Laurie wants to come with me, no doubt because she remembers all too well what happened to Adam. I decide to go alone, for the same reason I didn’t want to cancel the meeting. I don’t want Bobby Pollard to have the slightest inkling that there are new developments.
We meet at the Pollards’, in deference to his difficulty in getting around. I’m growing increasingly suspicious of that difficulty, but I’m not about to reveal that suspicion.
Teri Pollard greets me as warmly as she did the first time I was at their house, and I accept lemonade and home-baked cookies from the myriad of refreshments that she offers me. I can’t help feeling sorry for her; she has devoted her life to Bobby Pollard, and if I’m right, and successful, it’s all going to come crashing down on her.
Having been a reluctant witness herself in Dylan’s case, Teri asks if I mind if she sits in on my meeting with Bobby. I tell her that’s fine, and she brings me into the den, where Bobby waits in his wheelchair. I start my conversation with either Bobby Pollard an innocent paraplegic or Bobby Pollard an injury-faking serial killer.
I don’t want to lie to him at this point, so I’m careful in how I phrase my comments and questions. “Character witnesses don’t generally add to the facts of the case, but simply offer their high opinions of the defendant. I assume your view would be that Kenny Schilling is not the type of man that would commit murder?”
He nods. “Absolutely. I know him better than anyone.”

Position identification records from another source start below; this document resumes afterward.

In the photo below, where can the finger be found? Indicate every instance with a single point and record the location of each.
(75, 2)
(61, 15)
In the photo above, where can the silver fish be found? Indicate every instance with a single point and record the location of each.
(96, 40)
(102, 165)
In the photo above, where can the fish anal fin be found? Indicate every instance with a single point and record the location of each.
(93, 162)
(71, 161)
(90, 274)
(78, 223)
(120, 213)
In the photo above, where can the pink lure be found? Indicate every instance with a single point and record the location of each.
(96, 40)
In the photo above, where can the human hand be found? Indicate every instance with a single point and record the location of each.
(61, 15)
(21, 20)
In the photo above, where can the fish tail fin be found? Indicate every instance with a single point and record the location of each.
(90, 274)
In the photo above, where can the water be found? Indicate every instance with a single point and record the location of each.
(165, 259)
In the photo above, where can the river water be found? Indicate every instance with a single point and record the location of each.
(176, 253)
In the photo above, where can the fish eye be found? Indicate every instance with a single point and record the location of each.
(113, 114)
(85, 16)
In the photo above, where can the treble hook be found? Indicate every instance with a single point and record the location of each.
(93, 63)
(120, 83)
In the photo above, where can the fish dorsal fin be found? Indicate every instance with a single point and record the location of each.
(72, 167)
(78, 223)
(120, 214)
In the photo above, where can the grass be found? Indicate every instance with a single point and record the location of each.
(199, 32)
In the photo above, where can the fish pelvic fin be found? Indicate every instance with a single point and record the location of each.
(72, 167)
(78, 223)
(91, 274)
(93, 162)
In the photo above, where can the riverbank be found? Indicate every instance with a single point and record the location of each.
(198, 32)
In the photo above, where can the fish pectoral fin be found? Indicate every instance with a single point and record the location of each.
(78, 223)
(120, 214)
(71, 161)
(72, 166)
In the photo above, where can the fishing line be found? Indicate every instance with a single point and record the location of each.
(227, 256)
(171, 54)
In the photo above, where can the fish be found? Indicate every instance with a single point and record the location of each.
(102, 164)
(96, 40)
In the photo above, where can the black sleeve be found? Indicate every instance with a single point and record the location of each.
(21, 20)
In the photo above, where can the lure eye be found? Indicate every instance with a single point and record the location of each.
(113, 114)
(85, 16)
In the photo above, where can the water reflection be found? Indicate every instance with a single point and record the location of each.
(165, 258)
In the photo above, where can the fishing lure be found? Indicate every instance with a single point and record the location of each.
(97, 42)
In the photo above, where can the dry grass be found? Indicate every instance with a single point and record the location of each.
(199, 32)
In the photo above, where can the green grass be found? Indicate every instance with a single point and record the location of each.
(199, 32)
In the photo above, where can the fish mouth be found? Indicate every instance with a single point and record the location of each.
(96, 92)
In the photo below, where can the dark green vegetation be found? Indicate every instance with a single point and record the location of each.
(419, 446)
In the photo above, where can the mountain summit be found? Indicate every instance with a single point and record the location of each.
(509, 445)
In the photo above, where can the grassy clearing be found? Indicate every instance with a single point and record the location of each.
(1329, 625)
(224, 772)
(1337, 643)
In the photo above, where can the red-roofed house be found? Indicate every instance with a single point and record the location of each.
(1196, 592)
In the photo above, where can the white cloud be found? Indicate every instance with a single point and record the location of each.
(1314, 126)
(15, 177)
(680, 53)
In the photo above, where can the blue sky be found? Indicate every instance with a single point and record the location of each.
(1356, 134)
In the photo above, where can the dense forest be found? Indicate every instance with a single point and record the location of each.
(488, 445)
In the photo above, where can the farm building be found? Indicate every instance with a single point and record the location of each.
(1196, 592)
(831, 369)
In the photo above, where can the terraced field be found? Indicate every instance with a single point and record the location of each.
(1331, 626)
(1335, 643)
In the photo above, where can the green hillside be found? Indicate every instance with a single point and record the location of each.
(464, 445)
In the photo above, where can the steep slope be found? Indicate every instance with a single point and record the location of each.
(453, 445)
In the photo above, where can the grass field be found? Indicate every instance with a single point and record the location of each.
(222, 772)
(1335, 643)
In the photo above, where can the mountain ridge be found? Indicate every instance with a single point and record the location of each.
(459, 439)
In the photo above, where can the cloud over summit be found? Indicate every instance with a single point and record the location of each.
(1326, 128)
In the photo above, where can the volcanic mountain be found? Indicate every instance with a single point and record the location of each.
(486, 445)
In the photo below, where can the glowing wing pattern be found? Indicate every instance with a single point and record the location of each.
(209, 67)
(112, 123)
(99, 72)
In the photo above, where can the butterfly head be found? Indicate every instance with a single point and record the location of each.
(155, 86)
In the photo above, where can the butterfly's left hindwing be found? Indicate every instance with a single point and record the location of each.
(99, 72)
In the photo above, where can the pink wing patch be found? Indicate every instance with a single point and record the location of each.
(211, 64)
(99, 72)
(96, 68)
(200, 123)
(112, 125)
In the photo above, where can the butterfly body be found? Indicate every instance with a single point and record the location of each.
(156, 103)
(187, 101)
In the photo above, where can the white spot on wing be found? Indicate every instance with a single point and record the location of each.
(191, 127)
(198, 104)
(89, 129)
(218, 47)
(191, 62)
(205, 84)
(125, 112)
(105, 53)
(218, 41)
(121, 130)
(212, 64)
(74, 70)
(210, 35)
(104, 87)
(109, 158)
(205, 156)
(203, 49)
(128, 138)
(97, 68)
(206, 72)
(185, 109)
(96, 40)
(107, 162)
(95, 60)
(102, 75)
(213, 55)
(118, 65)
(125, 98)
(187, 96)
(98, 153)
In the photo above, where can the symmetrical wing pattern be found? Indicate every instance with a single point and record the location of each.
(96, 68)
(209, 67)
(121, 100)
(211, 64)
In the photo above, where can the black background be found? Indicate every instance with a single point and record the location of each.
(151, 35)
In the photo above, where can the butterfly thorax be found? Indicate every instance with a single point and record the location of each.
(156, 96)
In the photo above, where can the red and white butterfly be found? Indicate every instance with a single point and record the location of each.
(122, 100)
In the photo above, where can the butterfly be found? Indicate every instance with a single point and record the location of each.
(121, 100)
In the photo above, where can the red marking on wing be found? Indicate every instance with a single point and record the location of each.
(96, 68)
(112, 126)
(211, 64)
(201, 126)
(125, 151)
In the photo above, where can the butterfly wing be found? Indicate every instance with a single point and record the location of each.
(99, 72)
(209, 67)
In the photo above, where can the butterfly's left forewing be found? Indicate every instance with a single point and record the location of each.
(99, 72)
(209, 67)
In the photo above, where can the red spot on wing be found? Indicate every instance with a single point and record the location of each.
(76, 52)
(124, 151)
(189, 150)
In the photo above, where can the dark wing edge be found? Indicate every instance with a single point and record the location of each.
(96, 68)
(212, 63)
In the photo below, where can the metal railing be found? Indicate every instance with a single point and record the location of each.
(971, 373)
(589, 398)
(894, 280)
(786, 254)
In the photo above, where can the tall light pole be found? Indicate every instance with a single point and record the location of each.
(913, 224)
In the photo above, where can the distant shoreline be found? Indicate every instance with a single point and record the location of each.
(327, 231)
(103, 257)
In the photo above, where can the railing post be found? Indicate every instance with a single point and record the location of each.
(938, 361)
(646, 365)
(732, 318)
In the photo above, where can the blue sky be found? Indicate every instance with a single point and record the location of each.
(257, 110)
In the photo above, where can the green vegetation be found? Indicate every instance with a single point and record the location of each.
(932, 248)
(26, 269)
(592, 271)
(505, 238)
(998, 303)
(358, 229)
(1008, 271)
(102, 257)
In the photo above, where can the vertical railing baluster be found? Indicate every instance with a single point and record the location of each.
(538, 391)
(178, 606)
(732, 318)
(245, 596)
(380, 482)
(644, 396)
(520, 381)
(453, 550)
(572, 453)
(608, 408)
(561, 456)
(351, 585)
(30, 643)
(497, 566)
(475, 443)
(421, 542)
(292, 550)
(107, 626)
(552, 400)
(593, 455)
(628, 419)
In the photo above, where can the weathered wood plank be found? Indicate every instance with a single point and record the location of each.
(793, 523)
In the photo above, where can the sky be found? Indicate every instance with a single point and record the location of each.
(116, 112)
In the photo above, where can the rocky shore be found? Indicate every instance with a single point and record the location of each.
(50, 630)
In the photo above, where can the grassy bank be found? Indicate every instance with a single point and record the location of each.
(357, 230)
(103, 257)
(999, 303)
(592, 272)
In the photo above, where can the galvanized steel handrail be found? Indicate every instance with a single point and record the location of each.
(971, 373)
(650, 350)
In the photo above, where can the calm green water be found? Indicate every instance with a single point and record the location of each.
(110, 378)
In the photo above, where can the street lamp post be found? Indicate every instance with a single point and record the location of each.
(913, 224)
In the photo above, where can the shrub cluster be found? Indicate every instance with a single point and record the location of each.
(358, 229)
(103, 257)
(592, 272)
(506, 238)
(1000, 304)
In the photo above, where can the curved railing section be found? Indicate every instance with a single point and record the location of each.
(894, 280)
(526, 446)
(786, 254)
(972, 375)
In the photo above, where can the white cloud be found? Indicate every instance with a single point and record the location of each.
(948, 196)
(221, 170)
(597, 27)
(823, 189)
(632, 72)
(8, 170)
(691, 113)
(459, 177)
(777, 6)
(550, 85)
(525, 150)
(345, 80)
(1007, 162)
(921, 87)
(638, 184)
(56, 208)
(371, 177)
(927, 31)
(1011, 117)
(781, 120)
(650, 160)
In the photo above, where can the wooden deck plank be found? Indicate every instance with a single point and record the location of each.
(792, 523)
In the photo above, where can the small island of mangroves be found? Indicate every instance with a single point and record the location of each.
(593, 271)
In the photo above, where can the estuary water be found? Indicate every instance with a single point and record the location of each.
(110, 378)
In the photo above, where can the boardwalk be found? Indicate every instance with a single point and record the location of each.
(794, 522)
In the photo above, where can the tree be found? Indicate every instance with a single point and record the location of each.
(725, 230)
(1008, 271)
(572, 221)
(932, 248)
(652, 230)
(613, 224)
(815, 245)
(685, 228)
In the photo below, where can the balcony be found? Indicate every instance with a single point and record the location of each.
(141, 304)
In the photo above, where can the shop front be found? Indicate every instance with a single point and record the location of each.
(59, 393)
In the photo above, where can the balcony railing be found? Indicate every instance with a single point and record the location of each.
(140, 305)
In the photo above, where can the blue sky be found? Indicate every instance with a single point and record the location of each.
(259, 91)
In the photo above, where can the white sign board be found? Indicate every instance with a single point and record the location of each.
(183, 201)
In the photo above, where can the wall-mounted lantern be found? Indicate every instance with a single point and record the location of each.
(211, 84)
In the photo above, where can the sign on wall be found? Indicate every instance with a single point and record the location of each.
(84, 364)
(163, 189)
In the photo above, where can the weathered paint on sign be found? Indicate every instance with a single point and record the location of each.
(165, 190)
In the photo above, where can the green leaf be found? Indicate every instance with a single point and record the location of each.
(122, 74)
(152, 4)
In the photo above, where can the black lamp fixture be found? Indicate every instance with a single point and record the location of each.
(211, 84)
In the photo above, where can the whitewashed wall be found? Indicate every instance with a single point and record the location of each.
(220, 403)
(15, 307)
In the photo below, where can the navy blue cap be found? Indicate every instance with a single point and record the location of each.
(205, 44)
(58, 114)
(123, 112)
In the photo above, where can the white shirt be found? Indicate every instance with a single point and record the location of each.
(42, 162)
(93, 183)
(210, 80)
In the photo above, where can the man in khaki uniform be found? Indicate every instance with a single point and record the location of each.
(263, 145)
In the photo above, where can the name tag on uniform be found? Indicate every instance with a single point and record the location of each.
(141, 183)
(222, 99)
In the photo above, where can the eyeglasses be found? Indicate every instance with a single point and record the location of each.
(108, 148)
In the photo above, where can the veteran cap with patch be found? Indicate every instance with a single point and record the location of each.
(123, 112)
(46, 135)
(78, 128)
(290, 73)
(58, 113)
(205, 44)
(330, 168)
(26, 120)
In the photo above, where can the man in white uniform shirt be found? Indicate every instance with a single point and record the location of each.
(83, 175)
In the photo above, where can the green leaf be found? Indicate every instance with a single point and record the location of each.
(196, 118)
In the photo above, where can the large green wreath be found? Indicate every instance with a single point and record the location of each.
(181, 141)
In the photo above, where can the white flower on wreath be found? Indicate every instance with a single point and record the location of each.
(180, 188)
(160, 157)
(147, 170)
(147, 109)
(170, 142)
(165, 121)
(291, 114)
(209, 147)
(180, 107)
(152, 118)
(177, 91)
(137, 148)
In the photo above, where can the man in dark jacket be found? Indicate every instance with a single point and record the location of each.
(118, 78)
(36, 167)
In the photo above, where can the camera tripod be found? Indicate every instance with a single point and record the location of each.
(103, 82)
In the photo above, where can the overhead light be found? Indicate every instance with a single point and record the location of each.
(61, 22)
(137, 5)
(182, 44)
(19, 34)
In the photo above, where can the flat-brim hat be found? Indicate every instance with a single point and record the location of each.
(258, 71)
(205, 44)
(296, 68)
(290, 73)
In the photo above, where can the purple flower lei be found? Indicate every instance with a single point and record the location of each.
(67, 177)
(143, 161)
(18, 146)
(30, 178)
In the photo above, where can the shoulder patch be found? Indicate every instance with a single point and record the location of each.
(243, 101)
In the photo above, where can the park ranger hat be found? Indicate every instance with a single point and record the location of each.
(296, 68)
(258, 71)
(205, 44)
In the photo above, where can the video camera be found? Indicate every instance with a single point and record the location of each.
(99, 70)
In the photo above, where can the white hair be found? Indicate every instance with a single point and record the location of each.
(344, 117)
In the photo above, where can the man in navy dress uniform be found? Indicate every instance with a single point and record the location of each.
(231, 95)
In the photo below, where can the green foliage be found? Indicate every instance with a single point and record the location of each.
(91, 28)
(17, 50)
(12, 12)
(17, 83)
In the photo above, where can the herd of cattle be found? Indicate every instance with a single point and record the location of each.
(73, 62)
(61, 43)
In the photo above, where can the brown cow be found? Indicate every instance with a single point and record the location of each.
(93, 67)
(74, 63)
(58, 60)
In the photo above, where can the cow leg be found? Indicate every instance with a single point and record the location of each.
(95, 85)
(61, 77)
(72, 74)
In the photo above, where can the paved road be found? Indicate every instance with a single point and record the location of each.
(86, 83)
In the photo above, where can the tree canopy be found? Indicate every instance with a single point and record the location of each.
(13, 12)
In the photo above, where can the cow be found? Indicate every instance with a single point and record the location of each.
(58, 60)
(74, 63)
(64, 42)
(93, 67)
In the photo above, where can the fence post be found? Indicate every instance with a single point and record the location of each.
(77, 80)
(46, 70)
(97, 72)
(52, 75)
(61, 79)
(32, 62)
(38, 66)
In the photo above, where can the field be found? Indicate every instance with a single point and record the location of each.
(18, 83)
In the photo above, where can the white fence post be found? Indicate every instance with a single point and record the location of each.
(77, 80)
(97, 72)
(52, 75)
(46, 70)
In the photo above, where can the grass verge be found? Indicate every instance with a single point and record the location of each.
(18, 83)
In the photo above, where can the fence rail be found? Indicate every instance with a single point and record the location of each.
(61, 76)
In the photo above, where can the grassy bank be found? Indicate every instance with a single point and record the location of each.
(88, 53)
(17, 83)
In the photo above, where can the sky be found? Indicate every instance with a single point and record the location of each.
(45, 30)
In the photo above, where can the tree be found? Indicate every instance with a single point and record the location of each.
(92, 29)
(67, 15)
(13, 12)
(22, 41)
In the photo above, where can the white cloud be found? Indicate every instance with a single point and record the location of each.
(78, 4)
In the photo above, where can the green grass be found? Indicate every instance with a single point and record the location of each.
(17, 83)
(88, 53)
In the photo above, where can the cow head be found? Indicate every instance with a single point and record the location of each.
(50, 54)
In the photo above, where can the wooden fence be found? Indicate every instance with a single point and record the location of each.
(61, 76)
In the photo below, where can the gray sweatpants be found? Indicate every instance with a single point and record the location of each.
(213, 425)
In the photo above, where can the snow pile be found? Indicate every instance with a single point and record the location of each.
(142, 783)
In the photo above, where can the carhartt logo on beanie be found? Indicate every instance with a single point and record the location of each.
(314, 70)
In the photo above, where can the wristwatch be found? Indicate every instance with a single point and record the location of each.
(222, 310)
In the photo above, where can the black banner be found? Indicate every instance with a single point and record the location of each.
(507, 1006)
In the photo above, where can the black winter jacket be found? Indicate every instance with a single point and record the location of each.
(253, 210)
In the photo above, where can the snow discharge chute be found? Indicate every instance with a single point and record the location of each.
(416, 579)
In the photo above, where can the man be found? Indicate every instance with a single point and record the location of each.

We go through these platitudes for about ten minutes, at which point I switch to questions that Dylan might ask him, so as to prepare him. I don’t make the questions too difficult, since Dylan would have no reason to attack him.
Once we’re finished, we chat in more general terms about football and the Giants’ prospects without Kenny. His hope is to have Kenny back in a couple of weeks, which would be ample time for a play-off run.
I tell Bobby that I’ll give him at least twenty-four hours’ notice before he testifies. I leave out the part about ripping him apart on the stand and about making sure he spends the rest of his life in a seven-by-ten-foot cell. There’ll be time to tell him that later.
I head home and prepare for my meeting with Dominic Petrone. His people pick me up at eight
P.M.
sharp. Except for shrinks, mobsters are the most punctual people I know. The driver tells me to sit in the passenger seat, and I notice when I do that his partner is stationed directly behind me. I feel like Paulie being driven by Clemenza into the city to find apartments where the button men can go to the “mattresses.” This driver doesn’t have any cannoli, but if he pulls over to get out and take a piss, I’m outta here.
They drive me to the back entrance of Vico’s, an Italian restaurant in Totowa. It has always been considered a mob hangout, a rumor that I can now officially confirm.
The driver tells me to walk in through the back door, which I do. I’m met by an enormous man who frisks me and brings me into a private room where Dominic Petrone is waiting.